How long would an eclipse last on the moon?
I will assume that the gas giant is about the same size and mass as Jupiter.
The orbital period of the satellite is given as 295 days. I will assume that this is the sidereal orbital period and the days are ordinary days 86,400 seconds long.
Our dear Callisto has a sidereal orbital period around our real Jupiter of about 16.7 days.
Kepler's third law of planetary motion assures us that the squares of the orbital periods are in the same proportion as the cubes of the semi-major axes of the orbits.

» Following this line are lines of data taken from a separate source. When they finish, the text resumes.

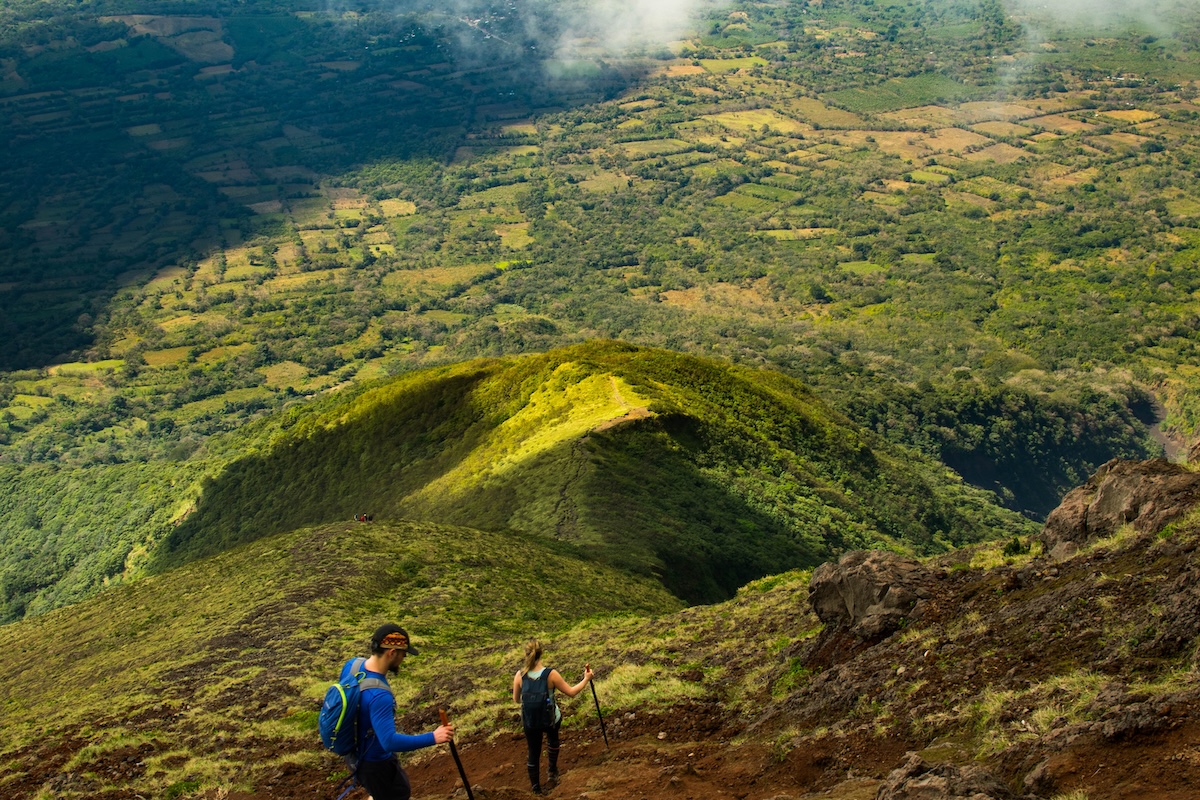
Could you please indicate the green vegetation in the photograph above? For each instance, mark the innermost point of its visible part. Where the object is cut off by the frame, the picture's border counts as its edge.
(174, 663)
(171, 696)
(703, 474)
(975, 240)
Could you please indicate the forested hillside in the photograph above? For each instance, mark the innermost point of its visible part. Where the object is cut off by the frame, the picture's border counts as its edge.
(970, 226)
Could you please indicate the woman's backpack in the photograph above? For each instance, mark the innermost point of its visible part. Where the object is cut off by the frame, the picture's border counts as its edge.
(538, 710)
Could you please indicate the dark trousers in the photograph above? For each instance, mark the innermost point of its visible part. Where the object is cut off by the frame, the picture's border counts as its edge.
(385, 780)
(533, 738)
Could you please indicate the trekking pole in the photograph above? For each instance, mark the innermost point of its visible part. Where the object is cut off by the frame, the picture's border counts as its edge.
(454, 751)
(603, 732)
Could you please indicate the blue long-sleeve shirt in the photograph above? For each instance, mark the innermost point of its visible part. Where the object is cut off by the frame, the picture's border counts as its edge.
(377, 714)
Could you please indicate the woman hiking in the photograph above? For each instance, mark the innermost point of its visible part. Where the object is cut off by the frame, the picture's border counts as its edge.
(533, 687)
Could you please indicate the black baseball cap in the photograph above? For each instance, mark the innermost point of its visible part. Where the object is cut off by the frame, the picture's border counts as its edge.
(393, 637)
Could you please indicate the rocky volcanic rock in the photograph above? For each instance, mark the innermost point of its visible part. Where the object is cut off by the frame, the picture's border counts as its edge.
(1146, 494)
(918, 780)
(870, 593)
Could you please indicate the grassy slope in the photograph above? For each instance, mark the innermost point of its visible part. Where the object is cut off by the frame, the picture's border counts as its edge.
(207, 679)
(705, 474)
(174, 667)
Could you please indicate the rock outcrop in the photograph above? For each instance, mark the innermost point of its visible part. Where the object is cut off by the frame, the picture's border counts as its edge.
(1145, 494)
(869, 593)
(918, 780)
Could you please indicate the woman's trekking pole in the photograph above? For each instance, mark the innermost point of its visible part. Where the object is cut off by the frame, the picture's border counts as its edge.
(454, 751)
(603, 732)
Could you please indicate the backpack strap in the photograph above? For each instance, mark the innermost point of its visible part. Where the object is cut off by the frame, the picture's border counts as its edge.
(373, 683)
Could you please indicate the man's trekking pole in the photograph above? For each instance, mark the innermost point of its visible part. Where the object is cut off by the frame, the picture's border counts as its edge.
(603, 732)
(454, 751)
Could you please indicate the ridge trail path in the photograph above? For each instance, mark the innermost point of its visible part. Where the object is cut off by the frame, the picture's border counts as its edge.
(647, 759)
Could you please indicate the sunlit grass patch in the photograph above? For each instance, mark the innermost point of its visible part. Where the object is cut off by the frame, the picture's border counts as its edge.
(165, 358)
(1131, 115)
(515, 236)
(393, 208)
(757, 120)
(720, 66)
(654, 148)
(85, 368)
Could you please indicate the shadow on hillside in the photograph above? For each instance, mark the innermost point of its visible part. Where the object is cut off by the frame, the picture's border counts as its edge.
(124, 161)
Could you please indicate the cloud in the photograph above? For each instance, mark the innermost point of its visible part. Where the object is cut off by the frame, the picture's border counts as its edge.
(1096, 14)
(563, 28)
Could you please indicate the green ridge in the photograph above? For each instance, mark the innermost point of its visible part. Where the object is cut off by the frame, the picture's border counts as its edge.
(703, 474)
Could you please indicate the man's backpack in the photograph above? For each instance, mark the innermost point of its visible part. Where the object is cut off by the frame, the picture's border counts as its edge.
(339, 721)
(537, 703)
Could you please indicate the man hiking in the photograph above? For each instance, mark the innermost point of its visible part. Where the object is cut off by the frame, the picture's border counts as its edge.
(533, 687)
(378, 768)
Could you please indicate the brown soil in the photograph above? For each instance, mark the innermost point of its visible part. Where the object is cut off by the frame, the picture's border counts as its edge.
(658, 758)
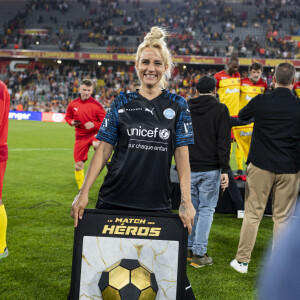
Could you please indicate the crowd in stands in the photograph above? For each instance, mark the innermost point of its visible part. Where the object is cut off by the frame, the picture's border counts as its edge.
(51, 88)
(196, 26)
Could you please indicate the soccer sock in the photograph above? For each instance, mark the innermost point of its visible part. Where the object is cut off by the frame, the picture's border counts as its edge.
(79, 176)
(3, 226)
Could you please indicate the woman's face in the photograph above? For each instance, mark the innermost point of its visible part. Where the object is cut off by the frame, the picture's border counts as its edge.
(150, 68)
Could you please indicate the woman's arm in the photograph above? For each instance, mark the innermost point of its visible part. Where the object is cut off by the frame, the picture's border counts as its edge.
(186, 208)
(99, 160)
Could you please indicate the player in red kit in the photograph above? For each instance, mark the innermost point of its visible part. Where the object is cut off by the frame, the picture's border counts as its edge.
(86, 114)
(4, 111)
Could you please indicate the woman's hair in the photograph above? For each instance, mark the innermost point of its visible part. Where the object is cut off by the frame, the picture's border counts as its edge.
(156, 39)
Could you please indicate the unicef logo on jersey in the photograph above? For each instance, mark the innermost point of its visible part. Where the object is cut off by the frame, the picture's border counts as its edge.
(164, 134)
(169, 113)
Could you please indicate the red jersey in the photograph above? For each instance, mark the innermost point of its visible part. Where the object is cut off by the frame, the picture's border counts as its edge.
(4, 111)
(250, 90)
(297, 88)
(229, 90)
(85, 111)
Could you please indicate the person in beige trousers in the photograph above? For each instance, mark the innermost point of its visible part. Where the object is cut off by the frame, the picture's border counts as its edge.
(273, 161)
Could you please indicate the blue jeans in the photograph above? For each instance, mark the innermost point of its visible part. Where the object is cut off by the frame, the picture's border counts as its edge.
(205, 187)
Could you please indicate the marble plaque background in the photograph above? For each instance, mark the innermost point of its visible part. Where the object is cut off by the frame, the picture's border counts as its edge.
(99, 253)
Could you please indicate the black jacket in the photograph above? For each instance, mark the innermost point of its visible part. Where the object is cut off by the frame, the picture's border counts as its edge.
(211, 125)
(276, 132)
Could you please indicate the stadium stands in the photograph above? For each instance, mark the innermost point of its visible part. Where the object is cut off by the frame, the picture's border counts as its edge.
(262, 29)
(214, 27)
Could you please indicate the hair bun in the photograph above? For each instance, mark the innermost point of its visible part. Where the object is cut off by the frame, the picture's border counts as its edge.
(156, 33)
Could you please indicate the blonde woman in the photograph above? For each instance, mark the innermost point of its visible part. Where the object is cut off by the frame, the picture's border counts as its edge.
(145, 129)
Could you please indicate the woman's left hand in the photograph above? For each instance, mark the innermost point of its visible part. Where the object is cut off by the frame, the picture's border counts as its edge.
(187, 214)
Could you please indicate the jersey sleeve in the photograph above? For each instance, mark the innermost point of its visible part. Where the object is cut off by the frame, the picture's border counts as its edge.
(100, 116)
(184, 128)
(69, 114)
(109, 130)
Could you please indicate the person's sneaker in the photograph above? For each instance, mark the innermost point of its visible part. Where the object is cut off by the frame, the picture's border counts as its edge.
(240, 214)
(4, 254)
(239, 266)
(189, 255)
(201, 261)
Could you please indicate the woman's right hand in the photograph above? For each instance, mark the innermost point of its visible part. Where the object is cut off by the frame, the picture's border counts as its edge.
(78, 206)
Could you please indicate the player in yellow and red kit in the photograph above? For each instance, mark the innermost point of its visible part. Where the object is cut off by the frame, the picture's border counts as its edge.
(297, 88)
(86, 114)
(4, 111)
(229, 85)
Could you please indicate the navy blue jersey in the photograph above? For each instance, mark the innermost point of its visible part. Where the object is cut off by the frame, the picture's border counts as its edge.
(145, 135)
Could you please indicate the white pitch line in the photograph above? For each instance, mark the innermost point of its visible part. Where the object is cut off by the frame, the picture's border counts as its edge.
(39, 149)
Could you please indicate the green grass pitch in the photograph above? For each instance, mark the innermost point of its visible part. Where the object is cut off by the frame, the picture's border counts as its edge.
(39, 187)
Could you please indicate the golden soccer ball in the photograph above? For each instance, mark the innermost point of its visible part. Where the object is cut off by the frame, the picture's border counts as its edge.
(128, 279)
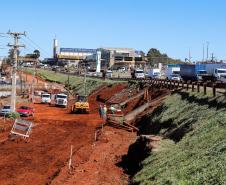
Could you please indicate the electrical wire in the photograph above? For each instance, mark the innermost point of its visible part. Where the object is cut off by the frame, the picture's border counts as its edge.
(35, 44)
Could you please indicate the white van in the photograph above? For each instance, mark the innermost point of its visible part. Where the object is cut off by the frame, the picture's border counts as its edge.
(139, 73)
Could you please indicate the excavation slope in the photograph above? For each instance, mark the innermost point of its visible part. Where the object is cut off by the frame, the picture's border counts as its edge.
(197, 125)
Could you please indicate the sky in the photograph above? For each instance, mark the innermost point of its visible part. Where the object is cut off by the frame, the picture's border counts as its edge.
(172, 26)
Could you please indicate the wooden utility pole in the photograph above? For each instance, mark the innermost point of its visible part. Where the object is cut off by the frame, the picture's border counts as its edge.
(15, 46)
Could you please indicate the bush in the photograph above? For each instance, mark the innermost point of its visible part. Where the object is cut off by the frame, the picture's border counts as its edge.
(199, 155)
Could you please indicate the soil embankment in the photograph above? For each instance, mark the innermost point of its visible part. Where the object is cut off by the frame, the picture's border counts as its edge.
(44, 158)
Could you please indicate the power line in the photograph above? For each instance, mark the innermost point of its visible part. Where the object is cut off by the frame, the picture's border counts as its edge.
(15, 46)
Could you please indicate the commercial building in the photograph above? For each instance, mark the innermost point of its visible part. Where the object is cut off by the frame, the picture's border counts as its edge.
(117, 57)
(106, 58)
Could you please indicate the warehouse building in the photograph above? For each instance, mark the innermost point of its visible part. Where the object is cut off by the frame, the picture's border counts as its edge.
(117, 57)
(108, 58)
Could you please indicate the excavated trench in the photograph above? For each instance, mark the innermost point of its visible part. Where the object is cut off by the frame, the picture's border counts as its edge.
(142, 147)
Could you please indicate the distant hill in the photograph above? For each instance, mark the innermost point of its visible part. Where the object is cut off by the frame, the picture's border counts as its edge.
(154, 57)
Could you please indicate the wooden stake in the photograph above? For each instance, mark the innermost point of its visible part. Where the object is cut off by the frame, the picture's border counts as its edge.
(70, 160)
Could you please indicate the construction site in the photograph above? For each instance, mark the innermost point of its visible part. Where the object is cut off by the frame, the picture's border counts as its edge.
(83, 148)
(44, 156)
(112, 93)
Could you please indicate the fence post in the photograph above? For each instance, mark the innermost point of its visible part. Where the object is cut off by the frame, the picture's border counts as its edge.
(193, 86)
(187, 87)
(214, 89)
(204, 88)
(198, 87)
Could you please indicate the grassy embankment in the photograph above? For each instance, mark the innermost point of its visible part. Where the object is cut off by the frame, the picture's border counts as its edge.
(75, 83)
(197, 125)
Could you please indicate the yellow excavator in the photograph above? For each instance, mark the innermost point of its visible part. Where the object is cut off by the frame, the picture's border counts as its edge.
(81, 105)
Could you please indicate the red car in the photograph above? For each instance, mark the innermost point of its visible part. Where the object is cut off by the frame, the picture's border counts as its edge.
(25, 111)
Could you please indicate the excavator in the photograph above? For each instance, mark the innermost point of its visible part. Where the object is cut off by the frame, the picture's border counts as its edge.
(81, 105)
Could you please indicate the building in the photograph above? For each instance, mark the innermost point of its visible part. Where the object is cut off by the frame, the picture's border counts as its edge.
(117, 57)
(108, 58)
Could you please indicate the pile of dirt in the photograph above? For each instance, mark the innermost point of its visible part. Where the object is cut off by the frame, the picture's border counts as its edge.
(42, 158)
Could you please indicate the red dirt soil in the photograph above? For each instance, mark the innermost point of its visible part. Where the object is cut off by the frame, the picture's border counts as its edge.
(44, 158)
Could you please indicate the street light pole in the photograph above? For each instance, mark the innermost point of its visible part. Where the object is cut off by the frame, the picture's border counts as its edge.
(15, 47)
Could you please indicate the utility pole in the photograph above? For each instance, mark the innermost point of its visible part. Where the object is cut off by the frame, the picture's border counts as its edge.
(203, 52)
(207, 51)
(189, 57)
(15, 46)
(212, 58)
(85, 81)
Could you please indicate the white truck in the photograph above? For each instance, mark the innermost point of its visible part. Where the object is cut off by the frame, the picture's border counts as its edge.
(45, 98)
(154, 73)
(217, 71)
(173, 73)
(61, 100)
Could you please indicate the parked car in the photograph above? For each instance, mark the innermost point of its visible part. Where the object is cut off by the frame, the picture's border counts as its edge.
(25, 111)
(3, 82)
(45, 98)
(109, 74)
(6, 109)
(139, 73)
(176, 77)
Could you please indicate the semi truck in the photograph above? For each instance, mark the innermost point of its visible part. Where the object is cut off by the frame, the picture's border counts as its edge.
(61, 100)
(154, 73)
(203, 72)
(173, 73)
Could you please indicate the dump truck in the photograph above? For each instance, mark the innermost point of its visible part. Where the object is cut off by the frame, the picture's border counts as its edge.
(61, 100)
(81, 105)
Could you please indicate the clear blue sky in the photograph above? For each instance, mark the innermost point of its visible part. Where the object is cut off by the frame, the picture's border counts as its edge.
(172, 26)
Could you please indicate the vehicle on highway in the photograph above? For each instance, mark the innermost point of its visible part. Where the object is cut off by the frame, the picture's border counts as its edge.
(109, 74)
(154, 73)
(61, 100)
(25, 111)
(204, 72)
(2, 82)
(81, 105)
(5, 110)
(169, 71)
(175, 77)
(45, 98)
(121, 69)
(139, 73)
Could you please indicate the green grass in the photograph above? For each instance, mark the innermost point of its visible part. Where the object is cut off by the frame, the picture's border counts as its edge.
(199, 157)
(75, 83)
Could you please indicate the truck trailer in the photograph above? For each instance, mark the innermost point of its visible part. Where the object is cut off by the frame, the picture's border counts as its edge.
(203, 72)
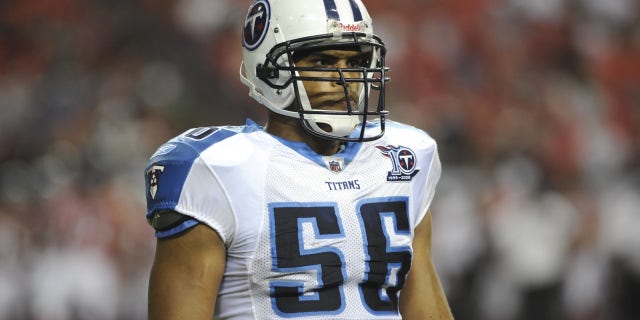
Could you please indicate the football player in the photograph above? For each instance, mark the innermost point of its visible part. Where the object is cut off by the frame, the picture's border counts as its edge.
(321, 214)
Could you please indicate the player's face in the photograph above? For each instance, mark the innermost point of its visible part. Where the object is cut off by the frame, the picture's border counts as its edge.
(327, 95)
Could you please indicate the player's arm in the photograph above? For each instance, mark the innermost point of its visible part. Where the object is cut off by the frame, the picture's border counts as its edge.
(186, 274)
(423, 298)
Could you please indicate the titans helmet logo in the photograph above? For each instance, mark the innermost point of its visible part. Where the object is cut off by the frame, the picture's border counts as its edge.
(153, 178)
(256, 25)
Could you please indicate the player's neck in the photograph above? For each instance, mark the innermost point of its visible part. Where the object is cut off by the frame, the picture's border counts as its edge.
(290, 129)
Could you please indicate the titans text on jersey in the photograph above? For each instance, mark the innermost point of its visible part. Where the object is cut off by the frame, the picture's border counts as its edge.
(306, 237)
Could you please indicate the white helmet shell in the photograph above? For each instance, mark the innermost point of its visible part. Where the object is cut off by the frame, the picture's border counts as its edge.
(274, 29)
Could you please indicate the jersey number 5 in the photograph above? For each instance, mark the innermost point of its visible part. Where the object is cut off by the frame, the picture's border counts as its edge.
(297, 226)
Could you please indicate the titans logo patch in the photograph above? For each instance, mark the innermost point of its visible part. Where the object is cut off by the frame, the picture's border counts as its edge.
(404, 163)
(256, 25)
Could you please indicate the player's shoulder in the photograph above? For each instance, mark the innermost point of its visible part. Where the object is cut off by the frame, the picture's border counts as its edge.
(190, 144)
(401, 133)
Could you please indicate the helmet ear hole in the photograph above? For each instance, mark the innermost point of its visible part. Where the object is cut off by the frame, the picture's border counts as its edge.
(278, 33)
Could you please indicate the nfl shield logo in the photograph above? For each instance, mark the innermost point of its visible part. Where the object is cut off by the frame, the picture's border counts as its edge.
(335, 166)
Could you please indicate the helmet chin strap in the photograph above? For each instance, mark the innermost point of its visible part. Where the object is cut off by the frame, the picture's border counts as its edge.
(340, 125)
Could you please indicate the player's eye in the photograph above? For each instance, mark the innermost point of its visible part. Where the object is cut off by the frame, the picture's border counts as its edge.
(322, 62)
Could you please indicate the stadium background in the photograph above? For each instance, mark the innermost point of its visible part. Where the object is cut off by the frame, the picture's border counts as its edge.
(535, 104)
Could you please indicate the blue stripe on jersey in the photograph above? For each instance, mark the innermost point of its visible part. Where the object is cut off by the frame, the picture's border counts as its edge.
(332, 10)
(169, 167)
(188, 224)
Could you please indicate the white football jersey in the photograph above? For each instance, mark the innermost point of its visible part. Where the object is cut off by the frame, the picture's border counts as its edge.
(307, 236)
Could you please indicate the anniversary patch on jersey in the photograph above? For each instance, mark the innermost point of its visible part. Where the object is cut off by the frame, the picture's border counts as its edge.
(403, 160)
(256, 24)
(153, 175)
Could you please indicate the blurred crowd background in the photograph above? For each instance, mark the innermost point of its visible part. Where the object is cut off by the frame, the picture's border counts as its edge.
(535, 104)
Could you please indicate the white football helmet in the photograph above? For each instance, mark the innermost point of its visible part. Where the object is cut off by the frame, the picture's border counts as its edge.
(274, 30)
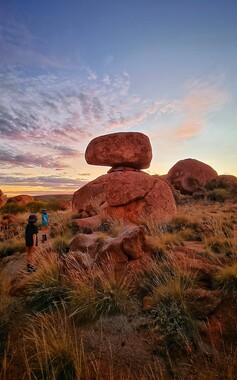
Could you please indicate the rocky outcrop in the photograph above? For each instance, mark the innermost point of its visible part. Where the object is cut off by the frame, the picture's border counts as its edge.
(190, 175)
(128, 248)
(21, 200)
(158, 203)
(128, 149)
(128, 195)
(125, 191)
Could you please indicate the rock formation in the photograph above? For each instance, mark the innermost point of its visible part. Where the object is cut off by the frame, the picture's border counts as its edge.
(126, 149)
(2, 199)
(125, 191)
(189, 175)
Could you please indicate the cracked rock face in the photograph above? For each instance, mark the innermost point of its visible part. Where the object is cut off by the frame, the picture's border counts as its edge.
(190, 175)
(125, 191)
(128, 149)
(128, 195)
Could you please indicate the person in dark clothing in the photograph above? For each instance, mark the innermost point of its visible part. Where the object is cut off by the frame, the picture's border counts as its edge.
(44, 225)
(31, 239)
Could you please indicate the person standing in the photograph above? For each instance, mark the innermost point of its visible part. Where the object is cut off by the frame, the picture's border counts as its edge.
(31, 239)
(44, 225)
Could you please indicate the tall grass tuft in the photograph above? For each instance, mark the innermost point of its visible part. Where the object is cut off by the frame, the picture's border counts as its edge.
(172, 318)
(47, 286)
(9, 247)
(100, 294)
(53, 350)
(226, 277)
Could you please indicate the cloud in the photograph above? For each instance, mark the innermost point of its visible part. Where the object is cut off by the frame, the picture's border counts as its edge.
(155, 108)
(46, 181)
(202, 100)
(64, 150)
(52, 108)
(29, 160)
(91, 74)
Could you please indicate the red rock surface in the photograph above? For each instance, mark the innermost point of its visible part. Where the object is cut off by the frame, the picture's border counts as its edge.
(158, 203)
(132, 149)
(21, 200)
(8, 220)
(226, 180)
(125, 187)
(128, 195)
(190, 175)
(89, 192)
(2, 201)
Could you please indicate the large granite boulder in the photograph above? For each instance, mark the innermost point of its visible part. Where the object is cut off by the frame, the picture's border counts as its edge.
(190, 175)
(128, 149)
(128, 195)
(128, 248)
(2, 199)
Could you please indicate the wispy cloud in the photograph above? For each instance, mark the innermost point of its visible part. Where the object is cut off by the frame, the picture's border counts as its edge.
(202, 100)
(47, 181)
(29, 160)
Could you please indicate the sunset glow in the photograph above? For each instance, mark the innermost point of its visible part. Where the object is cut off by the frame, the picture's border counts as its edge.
(73, 70)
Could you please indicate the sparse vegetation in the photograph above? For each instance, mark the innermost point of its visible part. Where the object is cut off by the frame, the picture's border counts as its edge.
(69, 296)
(226, 277)
(8, 247)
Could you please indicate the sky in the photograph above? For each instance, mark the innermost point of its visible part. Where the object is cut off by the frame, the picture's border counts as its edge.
(72, 70)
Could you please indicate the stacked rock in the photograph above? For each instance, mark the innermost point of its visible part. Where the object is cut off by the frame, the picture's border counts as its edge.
(125, 191)
(1, 198)
(190, 175)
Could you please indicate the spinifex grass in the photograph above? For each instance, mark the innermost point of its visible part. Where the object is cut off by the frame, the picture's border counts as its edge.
(169, 310)
(8, 247)
(226, 277)
(47, 286)
(53, 350)
(100, 294)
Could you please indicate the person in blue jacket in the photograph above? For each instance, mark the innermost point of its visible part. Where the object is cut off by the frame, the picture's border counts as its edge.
(44, 225)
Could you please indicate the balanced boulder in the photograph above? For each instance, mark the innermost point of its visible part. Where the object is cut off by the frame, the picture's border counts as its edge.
(190, 175)
(21, 200)
(128, 195)
(128, 149)
(2, 199)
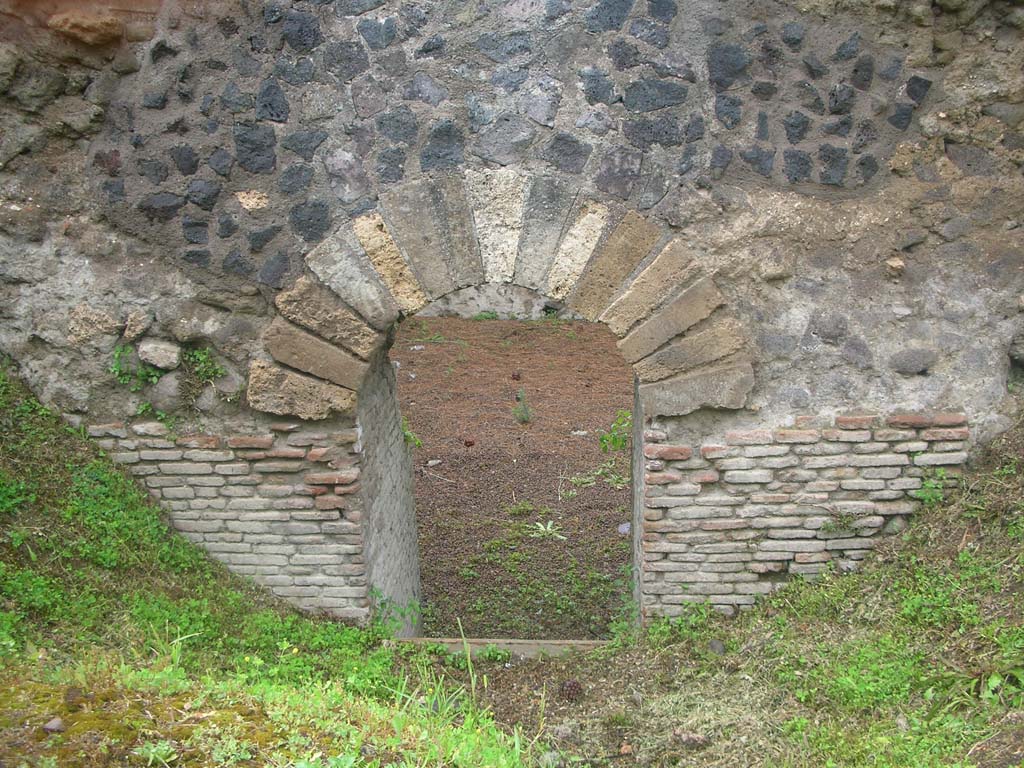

We can then compute that the semi-major axis of the orbit of the fictional satellite is
$$\sqrt[3]{\left(\frac{295}{16.7}\right)^2} \approx 6.8$$
times as large as the semi-major axis of the orbit of Callisto, or about 12,900,000 km.
Assuming that the star is of about the same size as out own Sun (not specified in the question) and given that the gas giant orbits the star at the same distance as Mars orbits our Sun, the gas giant's shadow will extend to a distance of about 22,000,000 km.
Jupiter has a diameter of about 133,700 km. At a distance of 12,900,000 km the shadow will have a diameter of 78,700 km, subtending an angle of about 0.006 radians or 0.34 degrees.
The satellite travels 360° on its orbit in 295 days, or about 1.2 degrees per day. (I'm too lazy to compute the synodic period.) It will cross the shadow of the planet in about 0.28 days or 6.8 hours.